Getting Started¶
This guide walks you through setting up and running the Titanic ML pipeline from scratch.
Prerequisites¶
- Python 3.12+
- A Kaggle account with an API key (how to get one)
- (Optional) A Weights & Biases account for experiment tracking
- (Optional) An MLflow tracking server for Optuna trial logging
- DVC available in your environment for pipeline reproduction and remote artifact sync
1. Clone the Repository¶
git clone https://github.com/saadaltohamy/mlops-lab0.git
cd mlops-lab0
2. Install uv (recommended)¶
uv is a blazing-fast Python package manager built in Rust. Install it with:
curl -LsSf https://astral.sh/uv/install.sh | sh
3. Install Dependencies¶
Option A: Using uv (recommended)¶
uv sync
This reads pyproject.toml + uv.lock, creates a .venv, and installs all dependencies in one step.
To activate the environment afterwards:
source .venv/bin/activate # Linux/macOS
# .venv\Scripts\activate # Windows
Option B: Using pip¶
python -m venv .venv
source .venv/bin/activate # Linux/macOS
# .venv\Scripts\activate # Windows
pip install -e .
This installs all required packages defined in pyproject.toml, including:
- scikit-learn, XGBoost, CatBoost
- Optuna + optuna-integration[wandb]
- Hydra (configuration management)
- pandas, matplotlib, seaborn
- pytest, python-dotenv
4. Set Up Environment Variables¶
cp .env.example .env
Edit .env with your credentials:
KAGGLE_USERNAME=your_kaggle_username
KAGGLE_KEY=your_kaggle_api_key
# Optional — wandb logging auto-enables when this key is set
WANDB_API_KEY=your_wandb_api_key
WANDB_PROJECT=mlops-lab0
# Optional — Optuna trials are logged to MLflow when this URI is set
MLFLOW_TRACKING_URI=http://localhost:5000
# Optional — set these when your MLflow server requires basic auth
MLFLOW_TRACKING_USERNAME=your_mlflow_username
MLFLOW_TRACKING_PASSWORD=your_mlflow_password
Note
If WANDB_API_KEY or MLFLOW_TRACKING_URI is not set, the pipeline runs normally and that tracking integration is skipped with a warning.

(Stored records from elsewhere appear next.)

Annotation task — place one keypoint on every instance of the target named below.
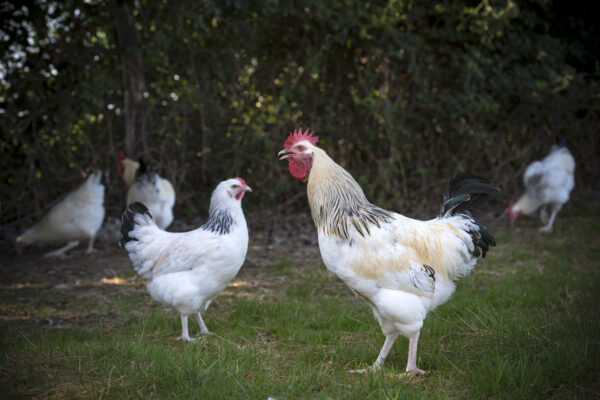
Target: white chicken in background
(78, 216)
(187, 270)
(548, 184)
(402, 267)
(148, 188)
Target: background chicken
(147, 187)
(402, 267)
(78, 216)
(548, 184)
(188, 269)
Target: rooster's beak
(284, 156)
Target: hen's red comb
(298, 136)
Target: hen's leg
(544, 214)
(203, 327)
(91, 245)
(411, 365)
(385, 350)
(61, 252)
(555, 209)
(387, 346)
(185, 335)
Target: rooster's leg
(185, 335)
(387, 346)
(61, 252)
(91, 245)
(411, 365)
(203, 327)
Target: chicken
(78, 216)
(127, 168)
(548, 184)
(147, 187)
(402, 267)
(187, 270)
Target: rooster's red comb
(298, 136)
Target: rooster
(148, 188)
(78, 216)
(187, 270)
(548, 184)
(402, 267)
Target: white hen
(149, 188)
(189, 269)
(78, 216)
(548, 184)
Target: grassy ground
(524, 325)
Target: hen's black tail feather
(465, 193)
(128, 220)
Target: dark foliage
(403, 94)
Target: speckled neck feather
(219, 221)
(337, 201)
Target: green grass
(524, 325)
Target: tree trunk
(134, 85)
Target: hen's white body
(188, 270)
(548, 184)
(78, 216)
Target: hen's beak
(284, 156)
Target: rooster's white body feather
(404, 268)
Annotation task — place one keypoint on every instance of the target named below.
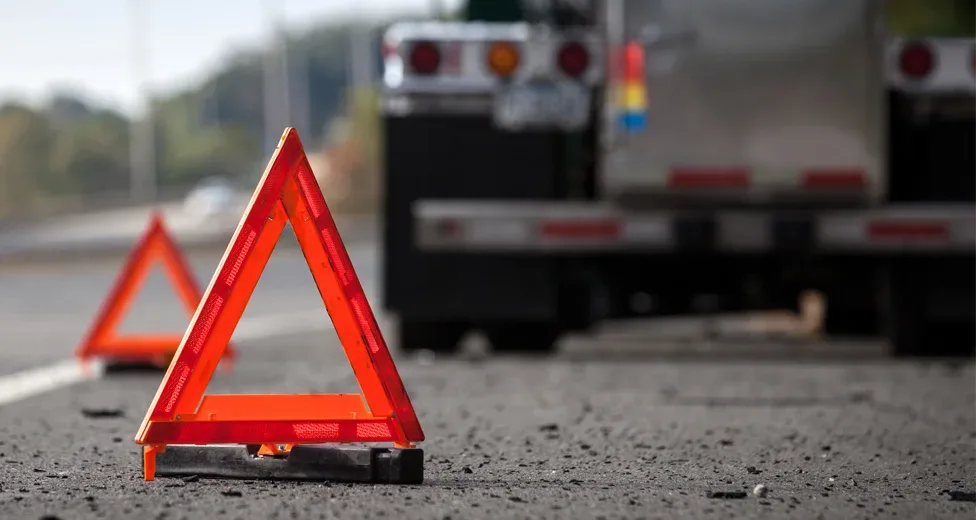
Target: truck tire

5. Configure DVC Remote Credentials¶
The repository already defines the origin DVC remote. Configure credentials locally before using dvc pull or dvc push:
dvc remote modify origin --local access_key_id c355...2ffc
dvc remote modify origin --local secret_access_key c355...2ffc
These credentials are written to .dvc/config.local and should not be committed.
6. Run the Full Pipeline¶
bash run_pipeline.sh
This runs all steps in sequence:
- Download — fetches Titanic data from Kaggle (skips if data already exists)
- Preprocess — builds sklearn pipelines, splits data, saves artifacts
- Validate — runs pytest data quality checks (stops pipeline on failure)
- Train — runs Optuna HPO (30 trials), saves best model + metrics + chart
- Test — evaluates best model on validation set
7. Reproduce with DVC¶
The same workflow is also available through dvc.yaml:
dvc repro
Common DVC commands:
dvc status
dvc push
dvc pull
8. Run Inference¶
After training, predict on new data:
python src/inference.py --input data/raw/test.csv --output reports/predictions.csv
9. Serve the registered MLflow model¶
Build the serving image:
docker build -t titanic-mlflow-serve .
Run the container with your MLflow credentials from .env:
docker run -p 5000:5000 --env-file .env titanic-mlflow-serve
Invoke the served model:
curl -X POST http://127.0.0.1:5000/invocations \
-H "Content-Type: application/json" \
-d '{
"dataframe_records": [
{
"Pclass": 3,
"Sex": "male",
"Age": 22,
"SibSp": 1,
"Parch": 0,
"Fare": 7.25,
"Embarked": "S"
}
]
}'
Running Individual Steps¶
Each module can be run independently:
python -m src.download_data # Step 1: Download data
python -m src.preprocess # Step 2: Preprocess
python -m pytest tests/test_data.py -v # Step 3: Validate
python -m src.train # Step 4: Train
python -m src.test_model # Step 5: Test
Using CLI Overrides (Hydra)¶
Override any config value without editing config.yaml:
# Quick run with 5 trials instead of 30
python -m src.train training.n_trials=5
# Override multiple values
python -m src.train training.n_trials=50 training.cv_folds=10
# Change split ratio
python -m src.preprocess preprocessing.test_size=0.3
See Configuration for full override syntax and examples.